显弈和啵虎都会说话了(第2页)
显弈蹲在餐桌另一头,尾巴盘在身前,琥珀色的眼睛一瞬不瞬地看着火苗。
没有宾客,没有喧哗,甚至没有生日歌。只有窗外深蓝的夜幕,和室内这一圈安静的光。杨清荷说了几次要大办,被原术通通拒绝。

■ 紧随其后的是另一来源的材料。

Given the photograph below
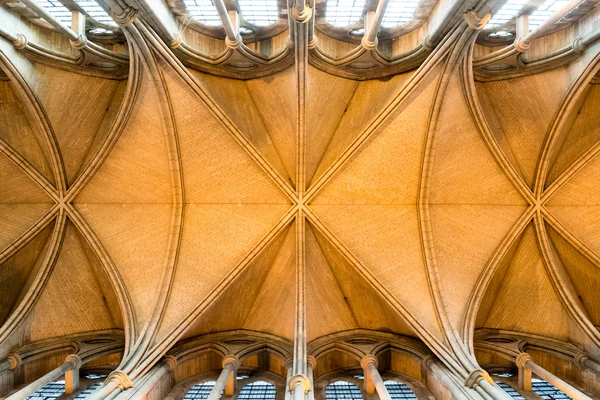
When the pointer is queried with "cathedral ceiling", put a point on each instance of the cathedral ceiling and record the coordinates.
(175, 203)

“来,啵虎,”孙闻台搂着原术的肩,声音在静谧中显得格外温和,“该许愿了。”
原术正想凑近引导儿子,闻言侧头看他。
孙闻台的视线从跳动的烛火上移开,落在原术脸上。
“他还不知道什么是愿望,”他顿了顿,声音低缓而清晰,“我这个当爸爸的,先替他许一个。”
原术怔了怔,睫毛轻轻扇动。
孙闻台的目光没有移开,他看着原术,看着暖黄烛光在那张脸上镀上的柔软轮廓,一字一句,说得无比认真:
“顺遂无忧,福寿绵长。”
原术的眼睛一眨不眨地看着他,眼眶迅速泛起一层薄薄的红,在烛光映照下闪着细碎的水光。他猛地别过脸,吸了吸鼻子:“……笨蛋,谁、谁会把愿望说出来啊!
孙闻台没反驳,只是很轻地笑了一下,搂着他的手臂收得更稳了些。他重新看向啵虎,语气恢复了引导的耐心:“好了,现在,我们啵虎来吹蜡烛。”
原术极快速地抹了抹眼角,示范性地嘟起嘴,轻轻吹了一口气。
啵虎看着他的动作,好奇地也张开小嘴,“噗”地吐出一小口气息,带着奶味,烛火连晃都没晃。
小家伙觉得有趣,伸手就要去抓那跳动的光。肉乎乎的小手刚伸到一半,一直安静旁观的显弈,尾巴尖极其迅捷又轻柔地一扫,挡在了小手和烛火之间。毛茸茸的触感让啵虎停了动作,他低头看看猫尾巴,又看看蜡烛,似乎有些困惑。
原术和孙闻台对视了一眼。孙闻台微微颔首。
原术再次俯身,更慢、更夸张地做出吹气的口型。这次,孙闻台的手也轻轻护到了啵虎背后,形成了一个半圈的引导。啵虎看看爸爸,又看看妈妈,学着样子,用力地“呼——”了一声。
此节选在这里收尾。